The discovery of whale products and their many uses saw humanity hunt blue whales to near extinction in the waters surrounding the sub-Antarctic island of South Georgia. Now, 50 years on, they have returned to the region and a new study published in the journal Endangered Species Research thinks humpback whales may be following suit.
The research analyzed 30 years’ worth of sightings, recordings and photographs to investigate how the diminished population was faring following a pivotal ban on whaling in the 1960s. From 1998 to 2018, only a single blue whale was sighted by dedicated whale surveyors practicing on ships in South Georgia, but the past two years these enormous marine mammals appear to have been making a comeback.
A survey carried out in just February of 2020 recorded 58 blue whale sightings as well as an abundance of sound recordings. Blue whales emit loud, low frequency calls which can be picked up by the team’s recording equipment even across long distances and in bad weather. The sightings and recordings combined with photo evidence have enabled the researchers to identify 41 blue whales in South Georgia from 2011 to 2020, but strangely none of these matched the 517 whales in the current Antarctic blue whale photographic catalogue.
Blue whales were once abundant around South Georgia but a boom in whaling in the early 20th-century saw 42,698 of them killed from 1904 to 1971, most of which died at the hands of whalers before 1930. As a species they were pushed to near extinction, but this recent bounce back paints a hopeful future for the world’s biggest animal.

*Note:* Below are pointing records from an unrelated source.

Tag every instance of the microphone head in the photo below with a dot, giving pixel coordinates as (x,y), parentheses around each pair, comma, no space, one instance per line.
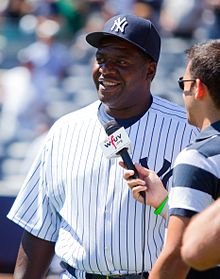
(111,127)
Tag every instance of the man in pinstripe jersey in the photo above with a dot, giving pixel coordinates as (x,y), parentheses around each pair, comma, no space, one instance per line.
(74,200)
(196,175)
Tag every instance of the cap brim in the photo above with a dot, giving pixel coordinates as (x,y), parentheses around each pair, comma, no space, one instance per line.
(95,38)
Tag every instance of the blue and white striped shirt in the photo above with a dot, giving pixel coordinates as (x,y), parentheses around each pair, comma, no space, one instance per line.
(196,176)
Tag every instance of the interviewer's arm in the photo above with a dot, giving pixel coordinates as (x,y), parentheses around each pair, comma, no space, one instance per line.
(201,245)
(34,257)
(169,265)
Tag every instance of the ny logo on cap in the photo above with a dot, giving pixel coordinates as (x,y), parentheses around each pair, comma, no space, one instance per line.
(119,24)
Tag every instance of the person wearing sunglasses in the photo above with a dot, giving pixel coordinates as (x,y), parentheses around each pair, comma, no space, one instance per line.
(196,174)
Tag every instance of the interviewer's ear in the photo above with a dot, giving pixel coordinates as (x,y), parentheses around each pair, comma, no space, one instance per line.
(200,89)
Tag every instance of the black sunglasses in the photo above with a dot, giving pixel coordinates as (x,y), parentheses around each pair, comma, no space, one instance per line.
(181,82)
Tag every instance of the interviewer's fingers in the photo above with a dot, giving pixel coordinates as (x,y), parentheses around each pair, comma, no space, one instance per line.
(136,193)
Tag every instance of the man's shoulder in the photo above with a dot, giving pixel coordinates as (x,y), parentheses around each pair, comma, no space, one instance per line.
(82,114)
(168,108)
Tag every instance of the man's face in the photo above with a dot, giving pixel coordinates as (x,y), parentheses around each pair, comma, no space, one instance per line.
(120,74)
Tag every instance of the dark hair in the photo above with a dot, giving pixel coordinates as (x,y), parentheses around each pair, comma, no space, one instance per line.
(205,65)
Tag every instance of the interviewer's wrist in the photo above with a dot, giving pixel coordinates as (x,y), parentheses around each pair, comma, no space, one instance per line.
(162,209)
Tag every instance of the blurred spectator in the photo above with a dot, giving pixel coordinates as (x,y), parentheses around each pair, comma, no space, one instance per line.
(214,25)
(180,18)
(25,87)
(149,9)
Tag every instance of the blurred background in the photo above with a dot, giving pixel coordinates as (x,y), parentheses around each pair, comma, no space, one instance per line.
(45,72)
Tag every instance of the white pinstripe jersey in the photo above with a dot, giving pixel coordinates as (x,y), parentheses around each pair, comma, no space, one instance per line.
(76,197)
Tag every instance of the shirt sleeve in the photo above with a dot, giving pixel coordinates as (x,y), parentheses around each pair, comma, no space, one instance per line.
(193,186)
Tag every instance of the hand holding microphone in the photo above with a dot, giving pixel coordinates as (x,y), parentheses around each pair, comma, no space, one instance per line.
(118,144)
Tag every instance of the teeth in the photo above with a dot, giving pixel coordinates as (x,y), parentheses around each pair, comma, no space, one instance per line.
(108,83)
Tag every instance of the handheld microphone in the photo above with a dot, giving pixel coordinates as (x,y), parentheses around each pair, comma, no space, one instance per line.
(119,143)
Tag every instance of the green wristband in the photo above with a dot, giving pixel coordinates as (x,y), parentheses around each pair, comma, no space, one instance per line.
(158,210)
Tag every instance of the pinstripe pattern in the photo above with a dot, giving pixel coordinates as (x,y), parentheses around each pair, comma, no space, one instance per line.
(200,184)
(75,196)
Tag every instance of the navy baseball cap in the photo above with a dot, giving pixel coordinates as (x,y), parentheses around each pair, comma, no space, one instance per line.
(136,30)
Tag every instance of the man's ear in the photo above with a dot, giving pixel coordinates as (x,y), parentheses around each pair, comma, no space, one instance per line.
(151,70)
(200,89)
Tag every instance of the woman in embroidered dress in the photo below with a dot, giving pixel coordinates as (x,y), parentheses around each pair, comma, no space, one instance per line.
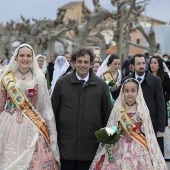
(28,137)
(138,148)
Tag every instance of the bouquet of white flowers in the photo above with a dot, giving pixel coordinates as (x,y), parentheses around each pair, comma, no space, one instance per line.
(108,136)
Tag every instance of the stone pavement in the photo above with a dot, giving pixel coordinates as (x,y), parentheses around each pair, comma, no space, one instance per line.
(168,163)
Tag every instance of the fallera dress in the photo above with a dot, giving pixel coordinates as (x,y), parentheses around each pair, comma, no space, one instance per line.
(21,144)
(128,154)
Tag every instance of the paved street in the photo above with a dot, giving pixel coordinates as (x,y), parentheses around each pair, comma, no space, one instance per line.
(168,163)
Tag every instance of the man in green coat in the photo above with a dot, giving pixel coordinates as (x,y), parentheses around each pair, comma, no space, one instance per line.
(81,104)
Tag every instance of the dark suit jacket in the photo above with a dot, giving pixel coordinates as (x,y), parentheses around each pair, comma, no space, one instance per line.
(154,98)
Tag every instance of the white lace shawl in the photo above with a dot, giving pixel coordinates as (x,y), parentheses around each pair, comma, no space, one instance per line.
(43,103)
(154,150)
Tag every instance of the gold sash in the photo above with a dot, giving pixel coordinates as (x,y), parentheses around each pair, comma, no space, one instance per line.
(24,105)
(129,127)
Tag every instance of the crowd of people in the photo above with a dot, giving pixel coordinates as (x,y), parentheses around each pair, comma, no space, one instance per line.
(50,111)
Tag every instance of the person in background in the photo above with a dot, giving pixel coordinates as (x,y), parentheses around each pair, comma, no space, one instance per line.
(67,56)
(81,105)
(166,60)
(7,59)
(156,67)
(28,136)
(50,66)
(97,58)
(147,56)
(60,68)
(96,66)
(2,63)
(138,148)
(126,65)
(153,95)
(109,70)
(43,66)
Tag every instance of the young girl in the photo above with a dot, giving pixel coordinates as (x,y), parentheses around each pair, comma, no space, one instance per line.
(138,149)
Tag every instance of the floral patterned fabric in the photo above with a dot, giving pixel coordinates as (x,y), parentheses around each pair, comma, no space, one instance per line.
(22,147)
(128,154)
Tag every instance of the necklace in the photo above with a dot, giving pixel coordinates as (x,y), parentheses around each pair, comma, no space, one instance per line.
(130,104)
(23,73)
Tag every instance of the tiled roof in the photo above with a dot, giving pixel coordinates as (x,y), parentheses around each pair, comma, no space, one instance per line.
(70,4)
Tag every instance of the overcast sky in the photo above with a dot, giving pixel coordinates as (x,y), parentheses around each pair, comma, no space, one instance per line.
(13,9)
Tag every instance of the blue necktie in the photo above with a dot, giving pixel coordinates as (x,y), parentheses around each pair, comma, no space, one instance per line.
(82,81)
(139,79)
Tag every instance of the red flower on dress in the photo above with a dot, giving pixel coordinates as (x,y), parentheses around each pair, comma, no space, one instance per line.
(31,93)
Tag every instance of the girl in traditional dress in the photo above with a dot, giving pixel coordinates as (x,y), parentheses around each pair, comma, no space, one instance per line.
(28,137)
(138,148)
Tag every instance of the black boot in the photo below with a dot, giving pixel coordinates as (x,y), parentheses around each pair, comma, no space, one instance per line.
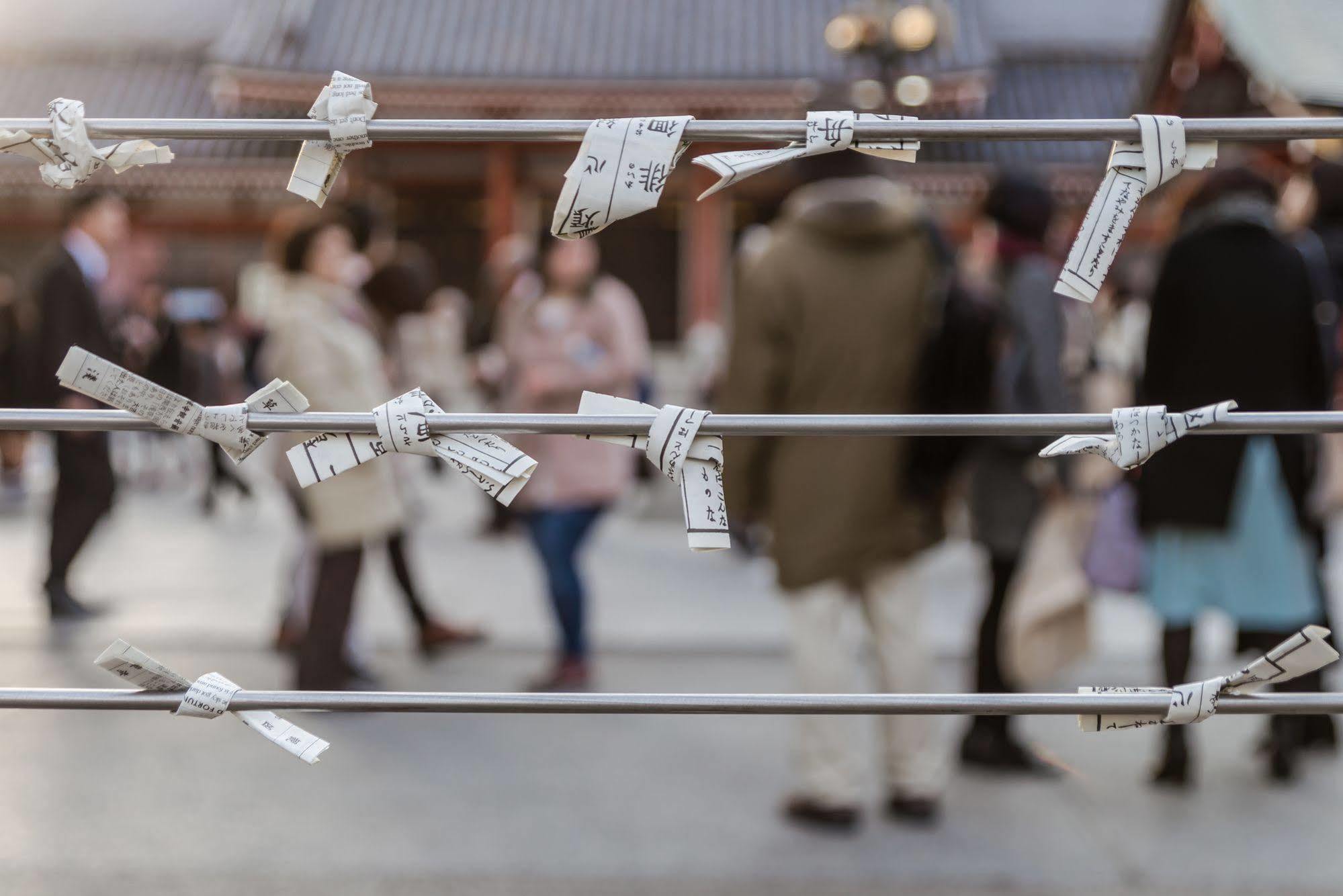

"We don't quite know why it has taken the blue whales so long to come back. It may be that so many of them were killed at South Georgia that there was a loss of cultural memory in the population that the area was a foraging ground, and that it is only now being rediscovered,” said lead author Susannah Calderan of the Scottish Association for Marine Science (SAMS) in a statement. “Over the past few years, we've been working at South Georgia, we have become quite optimistic about the numbers of blue whales seen and heard around the island, which hadn't been happening until very recently. This year was particularly exciting, with more blue whale sightings than we ever could have hoped for."
Human activity has impacted the lives of Antarctic blue whales in many ways. Research in 2017 discovered that in response to the din created by human pursuits in the oceans, blue whales changed the frequency of their calls making them lower so that they could hear one another amid the racket. However, these resilient animals endure and this good news story joins that of Californian blue whales who were also reported to have bounced back from whaling back in 2014.